On the Sum of Element Orders in Finite Abelian Groups

TL;DR

This paper confirms a conjecture that two finite abelian groups are isomorphic if and only if they have the same sum of element orders, extending known results from p-groups to all finite abelian groups.

Contribution

It proves that for finite LCM-groups, equal sum of element orders implies the groups have the same order type, confirming a conjecture for all finite abelian groups.

Findings

Finite abelian groups with the same sum of element orders are isomorphic.

The result extends the known characterization from p-groups to all finite abelian groups.
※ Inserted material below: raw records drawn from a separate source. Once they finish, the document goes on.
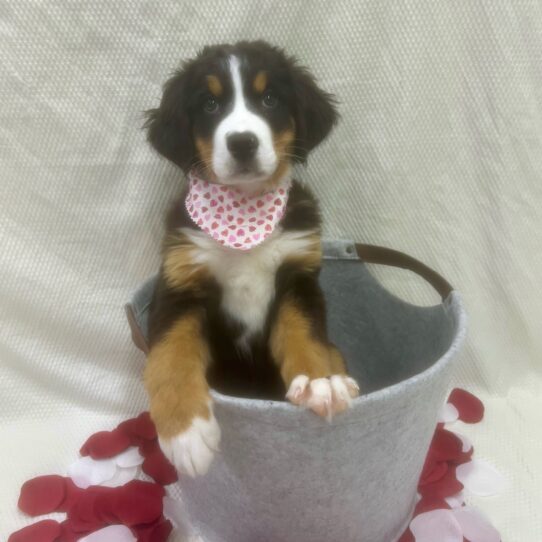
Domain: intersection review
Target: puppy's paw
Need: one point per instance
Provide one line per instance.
(325, 396)
(192, 451)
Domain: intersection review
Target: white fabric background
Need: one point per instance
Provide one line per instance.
(439, 154)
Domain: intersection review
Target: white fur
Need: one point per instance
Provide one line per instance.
(241, 119)
(193, 450)
(325, 396)
(247, 277)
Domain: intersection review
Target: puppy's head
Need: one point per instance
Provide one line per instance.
(240, 114)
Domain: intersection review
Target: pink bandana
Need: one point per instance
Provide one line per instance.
(231, 217)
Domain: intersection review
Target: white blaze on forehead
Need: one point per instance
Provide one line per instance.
(241, 119)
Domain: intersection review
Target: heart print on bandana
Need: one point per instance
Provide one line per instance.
(232, 218)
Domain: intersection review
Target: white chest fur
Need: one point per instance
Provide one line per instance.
(247, 278)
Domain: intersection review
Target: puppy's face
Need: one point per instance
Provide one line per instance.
(240, 114)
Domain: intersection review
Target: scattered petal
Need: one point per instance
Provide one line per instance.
(476, 528)
(113, 533)
(480, 478)
(466, 442)
(457, 500)
(436, 525)
(448, 414)
(470, 408)
(106, 444)
(130, 458)
(407, 536)
(122, 477)
(427, 504)
(173, 511)
(73, 493)
(156, 532)
(44, 531)
(87, 472)
(446, 486)
(141, 426)
(42, 495)
(446, 445)
(159, 468)
(139, 502)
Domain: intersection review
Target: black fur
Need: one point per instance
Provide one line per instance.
(232, 371)
(172, 128)
(180, 116)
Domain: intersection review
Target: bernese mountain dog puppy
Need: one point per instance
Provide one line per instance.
(238, 306)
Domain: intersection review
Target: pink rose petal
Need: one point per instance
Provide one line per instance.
(476, 528)
(457, 500)
(130, 458)
(480, 478)
(470, 408)
(122, 477)
(448, 414)
(44, 531)
(87, 472)
(467, 444)
(173, 510)
(436, 526)
(113, 533)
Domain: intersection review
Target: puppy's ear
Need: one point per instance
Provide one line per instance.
(316, 112)
(169, 128)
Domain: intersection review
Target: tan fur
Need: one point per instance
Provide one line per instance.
(310, 259)
(175, 377)
(296, 350)
(260, 82)
(281, 142)
(214, 85)
(205, 150)
(181, 271)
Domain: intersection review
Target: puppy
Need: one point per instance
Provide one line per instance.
(238, 306)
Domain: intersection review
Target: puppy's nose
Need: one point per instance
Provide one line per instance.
(243, 145)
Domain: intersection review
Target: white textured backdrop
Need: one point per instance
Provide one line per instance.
(439, 154)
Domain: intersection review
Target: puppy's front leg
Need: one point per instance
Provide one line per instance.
(312, 369)
(180, 405)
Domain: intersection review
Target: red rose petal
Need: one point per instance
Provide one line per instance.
(445, 487)
(426, 504)
(73, 493)
(42, 495)
(159, 468)
(68, 534)
(156, 532)
(105, 444)
(139, 502)
(42, 531)
(470, 408)
(407, 536)
(82, 515)
(445, 446)
(148, 447)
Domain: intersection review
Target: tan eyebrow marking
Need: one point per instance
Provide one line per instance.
(214, 84)
(260, 82)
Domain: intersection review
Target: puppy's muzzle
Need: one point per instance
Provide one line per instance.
(243, 146)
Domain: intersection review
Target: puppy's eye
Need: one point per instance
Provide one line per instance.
(270, 99)
(210, 105)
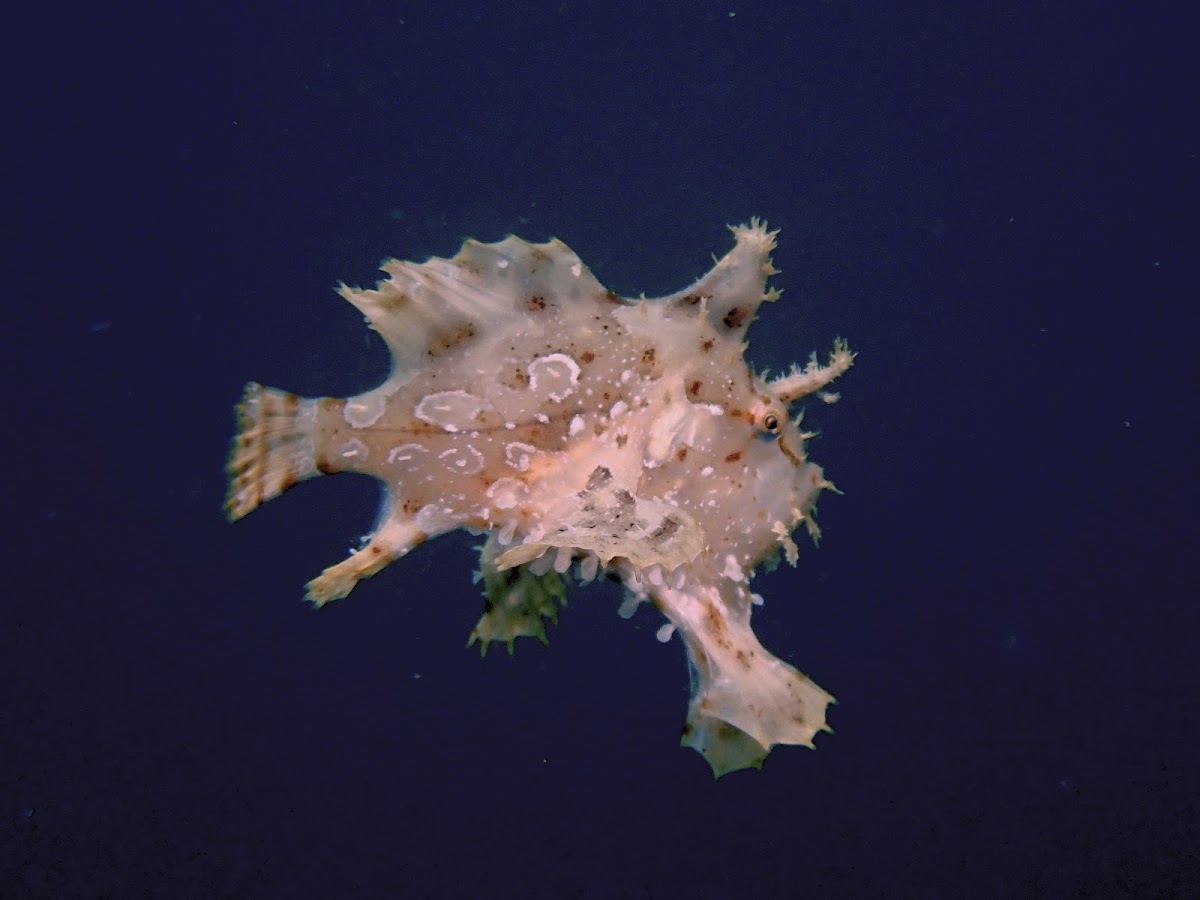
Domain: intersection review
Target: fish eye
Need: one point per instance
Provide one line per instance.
(769, 423)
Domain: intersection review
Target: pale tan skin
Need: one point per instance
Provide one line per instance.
(573, 426)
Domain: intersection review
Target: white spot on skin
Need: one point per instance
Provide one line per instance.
(519, 455)
(406, 453)
(553, 376)
(462, 460)
(450, 411)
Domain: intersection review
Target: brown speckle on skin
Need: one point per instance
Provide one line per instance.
(736, 317)
(447, 340)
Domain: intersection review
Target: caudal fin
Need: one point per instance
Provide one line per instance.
(273, 449)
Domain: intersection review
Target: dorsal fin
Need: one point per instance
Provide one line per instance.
(732, 291)
(430, 309)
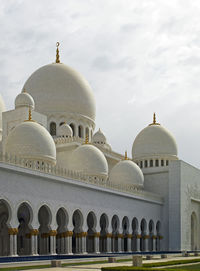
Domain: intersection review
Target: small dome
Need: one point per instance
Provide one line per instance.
(89, 160)
(65, 131)
(24, 99)
(57, 88)
(30, 140)
(128, 173)
(154, 141)
(99, 139)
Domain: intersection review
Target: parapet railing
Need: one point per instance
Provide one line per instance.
(100, 181)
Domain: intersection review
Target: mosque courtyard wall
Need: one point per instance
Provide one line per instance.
(124, 215)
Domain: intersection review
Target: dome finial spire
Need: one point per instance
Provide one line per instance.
(125, 156)
(154, 120)
(86, 139)
(57, 53)
(29, 114)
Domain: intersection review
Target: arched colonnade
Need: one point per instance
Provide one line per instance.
(99, 236)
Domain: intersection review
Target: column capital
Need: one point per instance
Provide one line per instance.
(53, 233)
(13, 231)
(34, 232)
(120, 235)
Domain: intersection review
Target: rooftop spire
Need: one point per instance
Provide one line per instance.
(154, 120)
(87, 139)
(125, 156)
(57, 53)
(29, 114)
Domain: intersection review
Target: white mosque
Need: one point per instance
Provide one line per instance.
(64, 190)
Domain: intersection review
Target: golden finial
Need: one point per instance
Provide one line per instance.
(87, 139)
(154, 120)
(57, 53)
(125, 156)
(30, 115)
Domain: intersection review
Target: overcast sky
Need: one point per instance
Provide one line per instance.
(140, 57)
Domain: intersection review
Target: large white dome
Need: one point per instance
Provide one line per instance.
(154, 141)
(57, 88)
(89, 160)
(99, 139)
(24, 99)
(126, 172)
(30, 140)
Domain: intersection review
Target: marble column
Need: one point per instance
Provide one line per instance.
(83, 242)
(120, 238)
(108, 241)
(62, 244)
(68, 242)
(129, 241)
(52, 235)
(13, 241)
(138, 237)
(34, 246)
(154, 243)
(96, 242)
(146, 242)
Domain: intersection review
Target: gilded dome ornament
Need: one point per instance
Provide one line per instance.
(154, 120)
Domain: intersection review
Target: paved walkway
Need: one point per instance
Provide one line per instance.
(97, 267)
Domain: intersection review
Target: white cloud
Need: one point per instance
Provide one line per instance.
(144, 53)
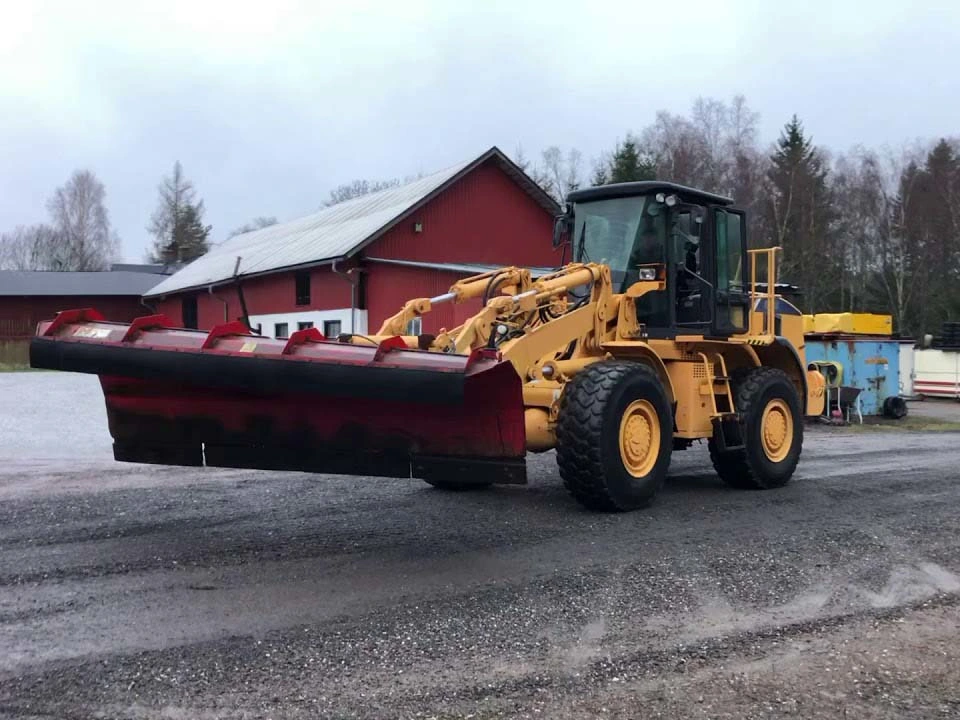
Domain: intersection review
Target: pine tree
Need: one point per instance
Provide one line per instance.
(627, 164)
(800, 213)
(177, 223)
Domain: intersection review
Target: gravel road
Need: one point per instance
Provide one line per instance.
(141, 592)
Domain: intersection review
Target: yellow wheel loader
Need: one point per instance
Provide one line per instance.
(657, 334)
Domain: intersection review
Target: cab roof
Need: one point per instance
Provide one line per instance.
(644, 187)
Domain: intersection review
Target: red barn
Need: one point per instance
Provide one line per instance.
(349, 266)
(28, 297)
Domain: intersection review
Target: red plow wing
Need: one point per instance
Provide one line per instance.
(231, 399)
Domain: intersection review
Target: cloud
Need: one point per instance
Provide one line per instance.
(269, 105)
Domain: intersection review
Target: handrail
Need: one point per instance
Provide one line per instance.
(769, 315)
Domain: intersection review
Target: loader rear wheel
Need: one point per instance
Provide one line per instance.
(772, 426)
(614, 436)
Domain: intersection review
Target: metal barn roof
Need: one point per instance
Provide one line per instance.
(332, 233)
(29, 283)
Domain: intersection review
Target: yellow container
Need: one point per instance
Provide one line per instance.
(853, 323)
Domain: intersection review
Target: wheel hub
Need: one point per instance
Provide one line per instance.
(639, 438)
(776, 430)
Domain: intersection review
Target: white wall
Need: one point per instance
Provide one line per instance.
(317, 317)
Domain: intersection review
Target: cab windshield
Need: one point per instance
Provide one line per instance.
(623, 233)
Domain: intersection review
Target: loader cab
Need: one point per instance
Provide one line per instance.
(697, 239)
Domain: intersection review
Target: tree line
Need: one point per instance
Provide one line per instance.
(80, 237)
(866, 230)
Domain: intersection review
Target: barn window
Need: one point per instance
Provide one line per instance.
(188, 306)
(302, 282)
(331, 328)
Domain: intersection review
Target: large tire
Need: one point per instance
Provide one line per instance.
(614, 436)
(772, 427)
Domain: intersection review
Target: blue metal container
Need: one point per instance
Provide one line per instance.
(869, 363)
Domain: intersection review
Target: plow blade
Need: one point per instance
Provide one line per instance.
(228, 398)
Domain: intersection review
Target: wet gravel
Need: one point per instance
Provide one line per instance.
(134, 592)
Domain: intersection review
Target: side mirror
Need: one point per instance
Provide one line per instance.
(561, 230)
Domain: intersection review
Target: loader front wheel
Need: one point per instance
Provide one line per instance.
(772, 427)
(614, 436)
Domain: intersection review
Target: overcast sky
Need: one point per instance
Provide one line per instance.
(270, 105)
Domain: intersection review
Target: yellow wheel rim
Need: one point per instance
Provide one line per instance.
(776, 430)
(639, 438)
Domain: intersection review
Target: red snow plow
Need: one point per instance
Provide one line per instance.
(228, 398)
(614, 365)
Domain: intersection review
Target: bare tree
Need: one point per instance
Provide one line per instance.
(561, 171)
(258, 223)
(81, 225)
(30, 247)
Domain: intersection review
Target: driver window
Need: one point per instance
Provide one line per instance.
(686, 235)
(692, 292)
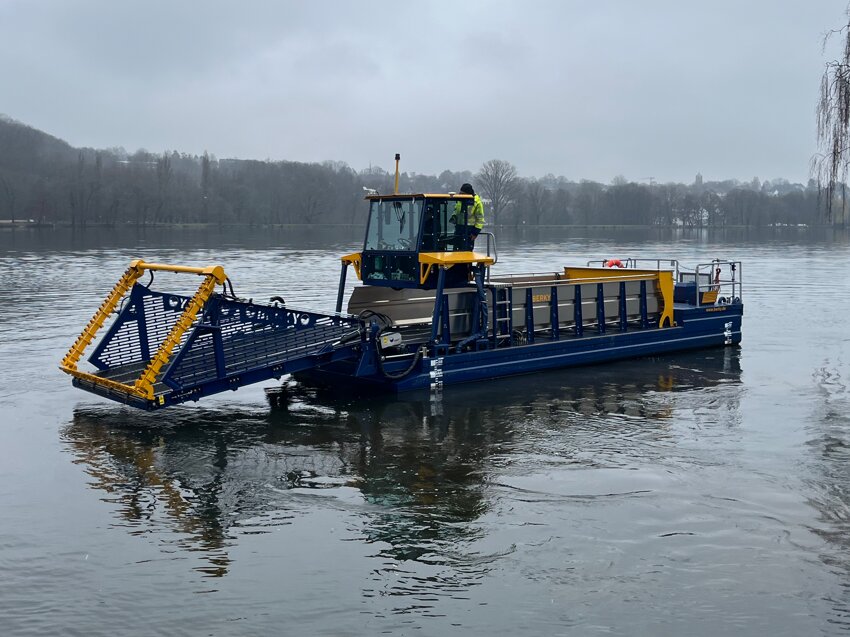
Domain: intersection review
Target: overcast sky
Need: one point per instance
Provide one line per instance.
(659, 89)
The paper establishes a stronger criterion based on the order type of the groups.

Abstract

Let $\psi(G) = \sum_{g \in G} o(g)$ denote the sum of element orders of a finite group $G$. It is known that among groups of order $n$, the cyclic group $C_n$ maximizes $\psi$. T\u{a}rn\u{a}uceanu proved that two finite abelian $p$-groups of the same order are isomorphic if and only if they have the same sum of element orders, and conjectured this for arbitrary finite abelian groups. In this paper, we confirm the conjecture by proving a stronger result: for finite $LCM$-groups $G$ and $H$ of the same order, $\psi(G) = \psi(H)$ if and only if $G$ and $H$ have the same order type.